There’s something sad about that erasure of potential and of humanity. But it also allowed Heche to become something more interesting. Not everyone is built for the sort of sanding-down of personality and humanity it takes to become an everything-to-everyone star; Anne Heche’s shrewd, resourceful supporting work in the film “Birth,” for instance, isn’t the sort of thing a major star would do. And yet it’s marvelous, with the audience perennially sensing that Heche knows things about her character that she’s holding in reserve until the right moment.
And Heche lacked the reserve and restraint that the peers who outran her in the industry had learned — what a remarkable thing. In trying to find video of her big Barbara Walters interview, I stumbled upon a 2011 “The View” appearance in which Heche was promoting “Cedar Rapids.” Within the first two minutes, she’s asked about preparing a bikini scene in the film: “Starve yourself!” she replies. “Every girl who asks me how did you get thin, I didn’t eat! What do you mean?” She goes on to clarify that she’s not intending to promote disordered eating; what she’s trying to do, in a manner that has the awkwardness and the touching sudden clarity of real life, is to convey what it feels like to be her, what it takes to do the job of being a woman in public.
That was Heche’s way.
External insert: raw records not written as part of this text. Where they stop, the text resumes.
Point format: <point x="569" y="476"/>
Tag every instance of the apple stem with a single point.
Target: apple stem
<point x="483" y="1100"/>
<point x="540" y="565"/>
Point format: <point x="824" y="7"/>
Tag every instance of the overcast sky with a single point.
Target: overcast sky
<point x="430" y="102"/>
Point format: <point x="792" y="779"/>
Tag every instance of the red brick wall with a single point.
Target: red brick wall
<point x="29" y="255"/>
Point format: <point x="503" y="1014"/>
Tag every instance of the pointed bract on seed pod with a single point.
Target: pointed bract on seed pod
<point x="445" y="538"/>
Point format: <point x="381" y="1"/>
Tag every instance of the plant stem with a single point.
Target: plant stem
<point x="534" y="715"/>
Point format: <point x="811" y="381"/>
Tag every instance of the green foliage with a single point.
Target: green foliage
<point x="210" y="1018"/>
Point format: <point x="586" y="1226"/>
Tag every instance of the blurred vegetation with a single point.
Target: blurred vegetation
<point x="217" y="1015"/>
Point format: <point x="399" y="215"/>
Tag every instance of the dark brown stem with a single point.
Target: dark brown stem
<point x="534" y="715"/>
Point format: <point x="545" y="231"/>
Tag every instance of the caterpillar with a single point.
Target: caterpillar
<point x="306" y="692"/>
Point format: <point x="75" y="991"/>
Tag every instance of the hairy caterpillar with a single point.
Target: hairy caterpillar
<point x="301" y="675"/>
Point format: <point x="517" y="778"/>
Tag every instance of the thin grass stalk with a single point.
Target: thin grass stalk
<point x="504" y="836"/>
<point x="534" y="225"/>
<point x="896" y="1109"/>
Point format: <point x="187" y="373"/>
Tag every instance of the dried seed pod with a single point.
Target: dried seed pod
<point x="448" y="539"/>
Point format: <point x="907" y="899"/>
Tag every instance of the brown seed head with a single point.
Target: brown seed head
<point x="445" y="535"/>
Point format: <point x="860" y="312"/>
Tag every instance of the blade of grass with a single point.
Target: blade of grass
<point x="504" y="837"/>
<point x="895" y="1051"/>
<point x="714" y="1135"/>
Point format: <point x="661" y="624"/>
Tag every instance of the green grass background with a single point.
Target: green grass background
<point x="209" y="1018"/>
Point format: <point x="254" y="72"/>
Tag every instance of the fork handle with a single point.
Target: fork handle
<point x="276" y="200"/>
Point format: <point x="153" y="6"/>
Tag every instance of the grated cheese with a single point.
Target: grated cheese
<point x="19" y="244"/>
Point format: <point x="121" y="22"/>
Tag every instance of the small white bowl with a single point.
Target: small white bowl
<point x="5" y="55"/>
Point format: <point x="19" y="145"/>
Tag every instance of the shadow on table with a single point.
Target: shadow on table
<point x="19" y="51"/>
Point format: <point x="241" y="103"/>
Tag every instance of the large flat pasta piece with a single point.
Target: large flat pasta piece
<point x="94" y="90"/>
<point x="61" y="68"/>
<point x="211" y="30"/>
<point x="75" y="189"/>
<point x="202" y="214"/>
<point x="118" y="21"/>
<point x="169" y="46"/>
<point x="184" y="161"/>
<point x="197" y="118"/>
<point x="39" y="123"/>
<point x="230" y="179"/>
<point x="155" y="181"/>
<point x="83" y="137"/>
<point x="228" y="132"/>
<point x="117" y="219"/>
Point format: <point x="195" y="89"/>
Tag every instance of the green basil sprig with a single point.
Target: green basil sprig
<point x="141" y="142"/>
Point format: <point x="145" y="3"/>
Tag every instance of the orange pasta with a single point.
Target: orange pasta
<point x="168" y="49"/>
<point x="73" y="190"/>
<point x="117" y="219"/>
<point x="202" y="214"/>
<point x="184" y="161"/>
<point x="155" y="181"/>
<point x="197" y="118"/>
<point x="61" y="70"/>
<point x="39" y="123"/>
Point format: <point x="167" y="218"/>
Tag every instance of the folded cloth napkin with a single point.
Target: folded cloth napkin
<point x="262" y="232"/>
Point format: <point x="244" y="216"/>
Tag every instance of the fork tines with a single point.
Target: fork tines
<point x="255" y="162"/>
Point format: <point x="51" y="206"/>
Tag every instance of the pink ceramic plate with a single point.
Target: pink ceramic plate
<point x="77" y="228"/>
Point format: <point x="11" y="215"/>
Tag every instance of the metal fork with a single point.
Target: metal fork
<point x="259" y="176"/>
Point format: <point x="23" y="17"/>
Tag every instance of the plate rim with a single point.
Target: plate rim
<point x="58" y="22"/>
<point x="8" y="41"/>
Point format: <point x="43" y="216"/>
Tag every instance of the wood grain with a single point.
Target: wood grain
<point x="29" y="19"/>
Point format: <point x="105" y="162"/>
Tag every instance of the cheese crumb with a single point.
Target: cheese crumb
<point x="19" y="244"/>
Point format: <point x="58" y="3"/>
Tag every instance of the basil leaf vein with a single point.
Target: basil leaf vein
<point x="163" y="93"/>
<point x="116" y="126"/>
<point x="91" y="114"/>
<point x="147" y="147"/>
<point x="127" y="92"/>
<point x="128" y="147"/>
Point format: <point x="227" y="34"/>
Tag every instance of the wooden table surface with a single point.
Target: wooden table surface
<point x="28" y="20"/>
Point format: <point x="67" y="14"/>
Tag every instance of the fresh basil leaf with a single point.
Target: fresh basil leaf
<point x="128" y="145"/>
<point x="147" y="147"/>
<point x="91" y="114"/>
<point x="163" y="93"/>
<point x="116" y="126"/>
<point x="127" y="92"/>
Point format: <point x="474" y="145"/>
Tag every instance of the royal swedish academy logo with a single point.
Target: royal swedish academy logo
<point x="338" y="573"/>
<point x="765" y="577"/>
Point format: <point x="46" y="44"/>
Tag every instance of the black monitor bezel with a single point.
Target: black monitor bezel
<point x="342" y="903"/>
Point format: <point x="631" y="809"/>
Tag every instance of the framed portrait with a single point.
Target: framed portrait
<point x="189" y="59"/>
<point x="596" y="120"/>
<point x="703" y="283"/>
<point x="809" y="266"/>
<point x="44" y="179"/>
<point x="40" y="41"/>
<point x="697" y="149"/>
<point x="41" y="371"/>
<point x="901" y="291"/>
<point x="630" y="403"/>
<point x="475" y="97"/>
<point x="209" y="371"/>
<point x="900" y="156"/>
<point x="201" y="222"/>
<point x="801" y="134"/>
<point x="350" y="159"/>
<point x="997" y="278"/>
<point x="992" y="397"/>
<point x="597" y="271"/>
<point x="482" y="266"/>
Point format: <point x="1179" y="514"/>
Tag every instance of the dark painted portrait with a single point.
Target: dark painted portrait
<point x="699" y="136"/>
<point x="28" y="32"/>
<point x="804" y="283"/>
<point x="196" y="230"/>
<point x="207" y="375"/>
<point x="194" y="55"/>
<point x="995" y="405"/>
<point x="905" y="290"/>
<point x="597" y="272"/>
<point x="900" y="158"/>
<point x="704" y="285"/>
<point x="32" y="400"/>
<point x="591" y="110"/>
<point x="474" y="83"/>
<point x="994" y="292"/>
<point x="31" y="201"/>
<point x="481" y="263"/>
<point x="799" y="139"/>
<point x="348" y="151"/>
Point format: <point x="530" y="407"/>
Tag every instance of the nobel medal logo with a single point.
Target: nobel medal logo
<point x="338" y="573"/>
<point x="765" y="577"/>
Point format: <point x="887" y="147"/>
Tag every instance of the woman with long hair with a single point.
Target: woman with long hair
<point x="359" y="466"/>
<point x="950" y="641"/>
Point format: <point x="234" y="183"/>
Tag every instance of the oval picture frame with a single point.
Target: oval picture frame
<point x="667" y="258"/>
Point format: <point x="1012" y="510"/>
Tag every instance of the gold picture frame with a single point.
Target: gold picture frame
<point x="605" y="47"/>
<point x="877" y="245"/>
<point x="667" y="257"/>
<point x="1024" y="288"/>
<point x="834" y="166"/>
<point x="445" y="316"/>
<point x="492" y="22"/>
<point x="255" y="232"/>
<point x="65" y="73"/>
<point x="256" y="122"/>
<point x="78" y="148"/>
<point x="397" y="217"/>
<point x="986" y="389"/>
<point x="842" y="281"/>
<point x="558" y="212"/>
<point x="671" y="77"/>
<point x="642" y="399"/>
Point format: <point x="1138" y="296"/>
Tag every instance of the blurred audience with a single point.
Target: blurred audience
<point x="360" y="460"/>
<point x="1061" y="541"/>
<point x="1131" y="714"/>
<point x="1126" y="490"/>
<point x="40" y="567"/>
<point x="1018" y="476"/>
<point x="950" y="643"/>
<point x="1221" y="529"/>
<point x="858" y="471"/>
It could be perceived as a slight against a talented performer to cite their “Dancing With the Stars” stint, but I found her time on the series in 2020 exhilarating, not for her natural gifts on the floor but for her eagerness to, each time, treat the paso doble as a potential reinvention. She had a seeming allergy to treating herself as above the show, even as some of her fans might have wondered what exactly she was doing there. And recent attempts by Heche to explain what dating DeGeneres had been like (not good for Heche!) glimmered with an un-media-trainable candor.
Now she leaves us, once again chased out by dark speculation. It should not be discounted that Heche’s last days carry with them collateral damage; the anonymous person into whose life she collided probably doesn’t care that much about Heche’s achievements and setbacks. But it’s possible to feel terrible about that and, in considering the work of a person who opted for a public life, emerge with another set of regrets. Anne Heche had a talent for letting the world see what was going on with her characters onscreen; she was kept from achieving what she might have by an industry that couldn’t deal with her sexuality, let alone her inner turmoil. And her seeming desire to be understood, to make herself known as a way of knowing herself, was a striking perennial reminder that, even as perfection would be simpler, performers are, that they must be, fallible — that they are, with all the mess that comes along with it, human beings.